The South Asian island nation's central bank chief warned Wednesday that the economy will "collapse beyond redemption" unless a new government was urgently appointed.

Wickremesinghe, 73, is seen as a pro-West free-market reformist, potentially making bailout negotiations with the International Monetary Fund and others smoother.

The main opposition SJB party was initially invited to lead a new government, but its leader Sajith Premadasa insisted that the president should first step down.

In recent days the party has split, with a dozen MPs from the SJB now pledging support to Wickremesinghe.

With many from Rajapaksa's party having defected in recent months, no group in the 225-member assembly has an absolute majority, making parliamentary approval of the unity government's legislation potentially tricky.
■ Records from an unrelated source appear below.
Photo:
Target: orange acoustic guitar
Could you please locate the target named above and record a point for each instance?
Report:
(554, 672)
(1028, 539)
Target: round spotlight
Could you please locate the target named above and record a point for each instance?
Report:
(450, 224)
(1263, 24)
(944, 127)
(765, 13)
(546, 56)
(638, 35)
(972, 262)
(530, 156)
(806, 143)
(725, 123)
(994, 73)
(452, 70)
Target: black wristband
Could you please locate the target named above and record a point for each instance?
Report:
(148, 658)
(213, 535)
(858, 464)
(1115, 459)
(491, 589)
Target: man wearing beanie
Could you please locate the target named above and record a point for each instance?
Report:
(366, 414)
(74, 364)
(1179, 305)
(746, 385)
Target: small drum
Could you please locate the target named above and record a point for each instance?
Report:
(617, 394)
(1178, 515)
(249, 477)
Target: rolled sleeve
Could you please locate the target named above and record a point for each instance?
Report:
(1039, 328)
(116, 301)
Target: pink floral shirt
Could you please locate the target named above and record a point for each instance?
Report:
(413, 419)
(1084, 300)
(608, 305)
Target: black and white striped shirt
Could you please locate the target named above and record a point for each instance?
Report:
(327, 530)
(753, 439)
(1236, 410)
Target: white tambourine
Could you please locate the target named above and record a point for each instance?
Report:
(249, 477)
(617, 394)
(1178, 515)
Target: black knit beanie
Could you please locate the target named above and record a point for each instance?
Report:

Rajapaksa was set to meet with party leaders on Thursday as more names have been suggested for the post of prime minister, an official close to the negotiations told AFP.
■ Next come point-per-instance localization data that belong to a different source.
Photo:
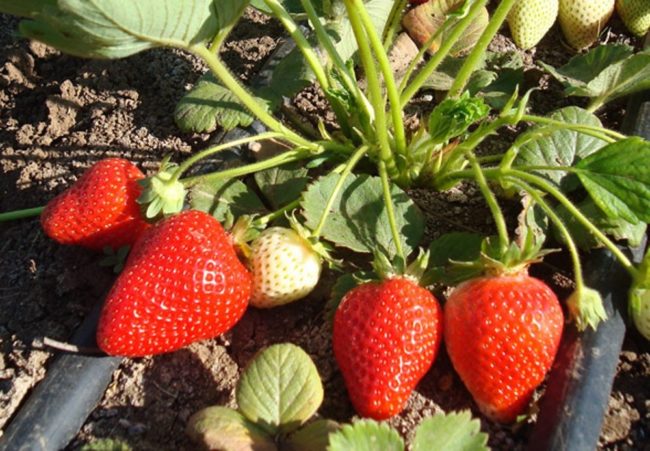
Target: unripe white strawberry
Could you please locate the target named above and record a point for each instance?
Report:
(285, 267)
(583, 20)
(530, 20)
(635, 15)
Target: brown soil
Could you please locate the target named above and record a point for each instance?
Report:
(59, 115)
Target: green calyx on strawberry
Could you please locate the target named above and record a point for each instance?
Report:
(530, 20)
(285, 263)
(99, 210)
(162, 194)
(386, 335)
(635, 15)
(181, 283)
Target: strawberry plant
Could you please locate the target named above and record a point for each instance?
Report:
(344, 189)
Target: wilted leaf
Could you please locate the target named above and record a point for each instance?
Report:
(450, 432)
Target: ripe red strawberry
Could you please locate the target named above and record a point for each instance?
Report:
(502, 334)
(182, 283)
(99, 209)
(386, 336)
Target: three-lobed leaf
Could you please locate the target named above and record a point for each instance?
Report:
(280, 389)
(120, 28)
(618, 179)
(455, 431)
(366, 435)
(358, 219)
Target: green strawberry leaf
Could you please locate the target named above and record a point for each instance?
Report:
(280, 389)
(26, 8)
(549, 146)
(358, 218)
(312, 437)
(455, 431)
(449, 248)
(618, 179)
(618, 228)
(120, 28)
(581, 69)
(225, 199)
(282, 184)
(366, 435)
(219, 427)
(208, 105)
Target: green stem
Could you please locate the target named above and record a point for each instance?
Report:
(21, 214)
(278, 160)
(352, 162)
(374, 88)
(326, 41)
(394, 22)
(571, 246)
(592, 130)
(423, 75)
(390, 209)
(223, 74)
(389, 78)
(475, 57)
(301, 41)
(493, 205)
(185, 165)
(277, 213)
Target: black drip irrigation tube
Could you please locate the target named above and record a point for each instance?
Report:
(575, 401)
(571, 410)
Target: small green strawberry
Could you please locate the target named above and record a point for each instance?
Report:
(635, 15)
(583, 20)
(530, 20)
(285, 267)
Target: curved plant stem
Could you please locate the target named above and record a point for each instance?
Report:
(223, 74)
(278, 160)
(390, 209)
(389, 79)
(586, 129)
(570, 243)
(354, 159)
(474, 58)
(423, 75)
(393, 22)
(301, 41)
(21, 214)
(185, 165)
(374, 87)
(493, 205)
(277, 213)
But Wickremesinghe has already been working closely with Rajapaksa to shake up the finance ministry and the central bank to make sweeping fiscal and monetary policy changes, the source said.

'We can't wait' 

The central bank almost doubled key interest rates and announced a default on Sri Lanka's $51-billion external debt as part of the policy shift, officials said.
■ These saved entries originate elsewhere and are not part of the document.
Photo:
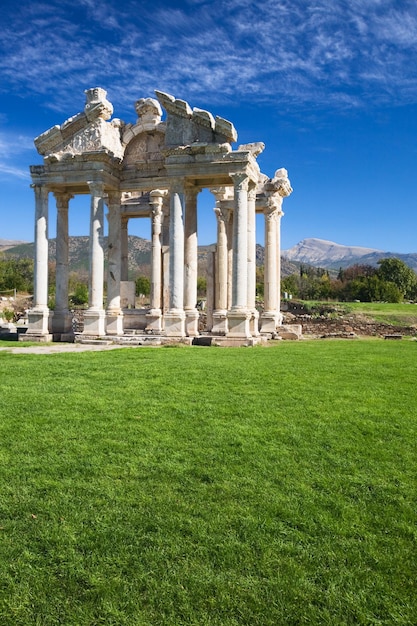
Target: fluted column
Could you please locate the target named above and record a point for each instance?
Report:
(278, 247)
(221, 273)
(124, 243)
(165, 255)
(252, 260)
(269, 315)
(175, 316)
(276, 189)
(114, 314)
(239, 316)
(191, 261)
(94, 317)
(39, 314)
(62, 319)
(154, 319)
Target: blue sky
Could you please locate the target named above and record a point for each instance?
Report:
(330, 87)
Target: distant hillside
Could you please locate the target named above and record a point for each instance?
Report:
(5, 244)
(139, 255)
(330, 255)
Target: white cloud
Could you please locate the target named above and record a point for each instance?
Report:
(296, 50)
(7, 171)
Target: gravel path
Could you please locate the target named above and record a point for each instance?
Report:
(58, 348)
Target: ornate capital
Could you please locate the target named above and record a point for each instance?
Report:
(113, 199)
(222, 214)
(41, 192)
(177, 185)
(62, 199)
(240, 181)
(96, 188)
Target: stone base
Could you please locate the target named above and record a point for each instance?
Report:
(235, 342)
(290, 331)
(238, 323)
(94, 323)
(175, 323)
(35, 337)
(38, 326)
(270, 320)
(61, 322)
(191, 323)
(154, 321)
(254, 323)
(114, 323)
(220, 326)
(63, 337)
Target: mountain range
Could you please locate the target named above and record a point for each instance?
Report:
(311, 251)
(330, 255)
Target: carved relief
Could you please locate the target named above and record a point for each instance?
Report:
(144, 149)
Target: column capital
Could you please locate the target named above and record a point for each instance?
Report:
(62, 199)
(222, 213)
(40, 190)
(96, 187)
(114, 198)
(273, 209)
(177, 185)
(191, 189)
(222, 193)
(240, 180)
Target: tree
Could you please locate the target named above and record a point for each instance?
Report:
(201, 286)
(393, 270)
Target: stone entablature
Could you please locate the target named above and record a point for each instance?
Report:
(155, 169)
Front-line opposition legislator Harin Fernando from the SJB said he decided to remain neutral because the party's leader refused to form a government as long as Rajapaksa remained president.

"We can't be imposing conditions that cannot be fully met. First, we must address the economic crisis. We need at least $85 million a week to finance essential imports. We must collectively find a way to raise this money urgently," Fernando said.

He said he expected a unity government to be formed on either Thursday or Friday. "We can't wait any longer," he added.